This file contains a short description of the DTD used for saving/loading Tokenizers in ClarkSystem. There is one example XML document which represents the serialization of one Tokenizer from the system.
<!DOCTYPE Tokenizers [
<!ELEMENT Tokenizers (tokenizer)+>
<!ELEMENT tokenizer (name,author?,parent?,so?,Comment?,line+)>
<!ATTLIST tokenizer
type (primitive|normal) "normal"
>
The attribute type of the tokenizer represent the tokenizer type
primitive or normal.
For the primitive tokenizer the so (sort order) element is obligatory.

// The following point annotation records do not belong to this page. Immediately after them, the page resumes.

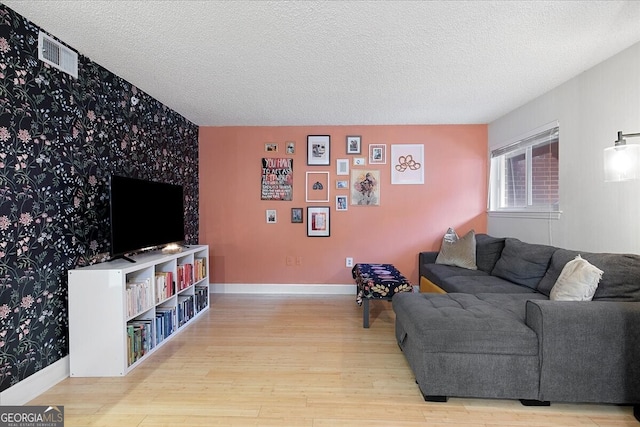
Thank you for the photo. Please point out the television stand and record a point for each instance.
(124, 257)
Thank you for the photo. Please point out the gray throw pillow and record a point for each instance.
(461, 253)
(523, 263)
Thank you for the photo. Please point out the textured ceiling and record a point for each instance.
(262, 63)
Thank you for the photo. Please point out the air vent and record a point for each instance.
(58, 55)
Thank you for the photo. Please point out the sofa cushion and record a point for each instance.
(482, 284)
(619, 280)
(577, 281)
(460, 252)
(488, 251)
(462, 323)
(439, 272)
(523, 263)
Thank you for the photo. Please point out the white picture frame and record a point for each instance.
(342, 167)
(317, 186)
(377, 154)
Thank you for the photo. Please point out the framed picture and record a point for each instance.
(354, 144)
(271, 147)
(318, 150)
(342, 203)
(318, 221)
(291, 147)
(407, 164)
(317, 186)
(377, 154)
(342, 167)
(296, 215)
(365, 187)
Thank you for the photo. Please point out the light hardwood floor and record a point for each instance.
(291, 361)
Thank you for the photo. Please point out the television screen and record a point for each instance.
(144, 214)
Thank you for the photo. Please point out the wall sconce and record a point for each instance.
(622, 161)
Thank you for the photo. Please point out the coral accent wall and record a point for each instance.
(410, 218)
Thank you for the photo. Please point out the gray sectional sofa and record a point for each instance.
(493, 332)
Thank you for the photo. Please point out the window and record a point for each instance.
(524, 175)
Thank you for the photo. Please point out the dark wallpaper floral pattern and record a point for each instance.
(60, 139)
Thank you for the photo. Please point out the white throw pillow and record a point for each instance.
(578, 281)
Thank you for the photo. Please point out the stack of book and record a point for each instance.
(185, 276)
(202, 298)
(166, 322)
(139, 297)
(200, 269)
(185, 309)
(140, 336)
(164, 285)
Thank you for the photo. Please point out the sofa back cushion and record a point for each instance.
(523, 263)
(620, 278)
(488, 251)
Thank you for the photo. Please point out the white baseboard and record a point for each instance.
(31, 387)
(294, 289)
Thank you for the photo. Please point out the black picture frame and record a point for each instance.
(318, 150)
(318, 221)
(296, 215)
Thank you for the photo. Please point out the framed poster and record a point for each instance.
(272, 217)
(296, 215)
(365, 187)
(291, 147)
(354, 144)
(277, 179)
(318, 221)
(318, 150)
(341, 203)
(377, 154)
(317, 186)
(407, 162)
(342, 167)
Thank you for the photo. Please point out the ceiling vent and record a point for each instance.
(58, 55)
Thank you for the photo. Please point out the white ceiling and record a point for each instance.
(275, 63)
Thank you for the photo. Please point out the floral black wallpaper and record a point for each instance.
(60, 139)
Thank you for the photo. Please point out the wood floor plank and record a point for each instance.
(291, 361)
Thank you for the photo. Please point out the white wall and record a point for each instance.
(591, 108)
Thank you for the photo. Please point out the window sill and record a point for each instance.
(526, 214)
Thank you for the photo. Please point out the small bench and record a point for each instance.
(377, 281)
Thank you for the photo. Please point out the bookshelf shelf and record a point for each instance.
(121, 312)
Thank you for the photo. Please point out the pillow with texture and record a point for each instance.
(578, 281)
(460, 253)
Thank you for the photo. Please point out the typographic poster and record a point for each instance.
(277, 179)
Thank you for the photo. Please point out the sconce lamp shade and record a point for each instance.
(622, 163)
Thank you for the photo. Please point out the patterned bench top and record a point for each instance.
(379, 281)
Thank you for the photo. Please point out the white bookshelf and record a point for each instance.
(99, 315)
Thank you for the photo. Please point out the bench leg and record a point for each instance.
(365, 313)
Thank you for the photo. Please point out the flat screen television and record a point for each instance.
(144, 214)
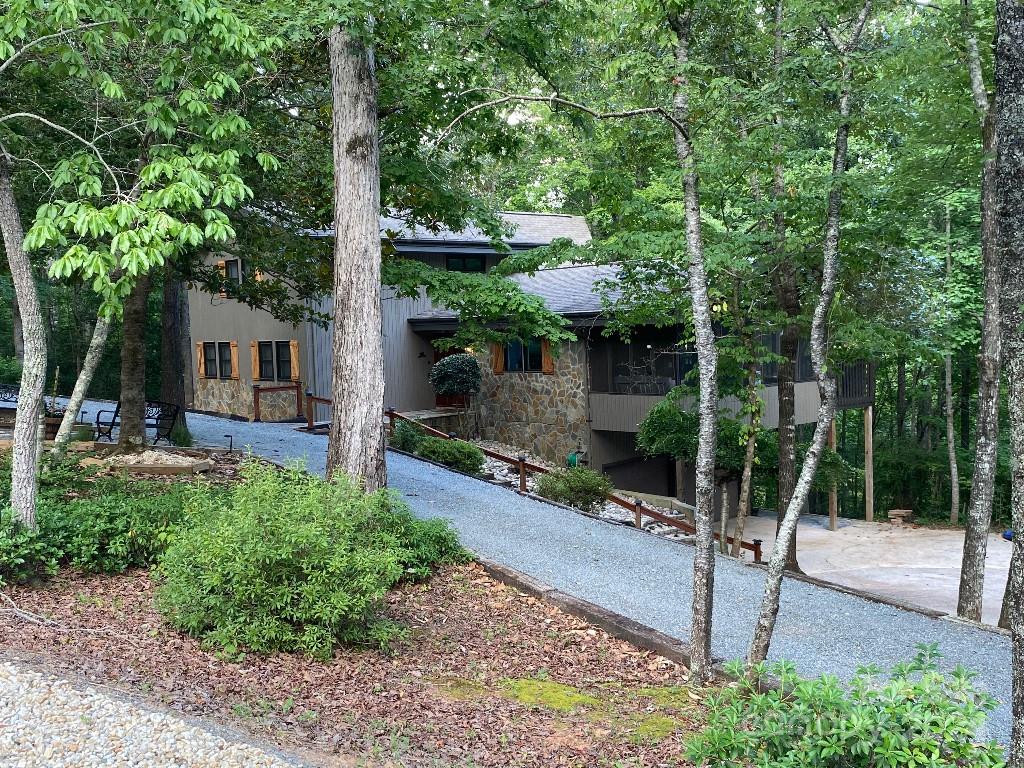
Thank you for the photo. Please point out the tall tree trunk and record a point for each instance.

The normal tokenizer must have a parent element which represents the parent tokenizer
name.
<!ELEMENT name #PCDATA>
<!ELEMENT author #PCDATA>
<!ELEMENT so #PCDATA>
<!ELEMENT parent #PCDATA>
<!ELEMENT Comment #PCDATA>
<!ELEMENT line (cat,value,normalize?)+>
<!ELEMENT cat #PCDATA>
<!ELEMENT value #PCDATA>
<!ELEMENT normalize (normcat,(code,norm)*)><!-- Normalization for the current line -->
<!ELEMENT normcat #PCDATA>
<!ELEMENT code #PCDATA>
<!ELEMENT norm #PCDATA>
Example :
<?xml version="1.0"?>
<!-- This Document is created with the Clark System! http://www.bultreebank.org -->
<Tokenizers>
<tokenizer type="normal">
<name>MixedWord</name>
<author>Clark System</author>
<parent>Mixed</parent>
<line>
<cat>LATw</cat>
<value>LAT+|(LAT+,"-",LAT+)+</value>
</line>
<line>
<cat>CYRw</cat>
<value>CYR+|(CYR+,"-",CYR+)+</value>
</line>
</tokenizer>
</Tokenizers>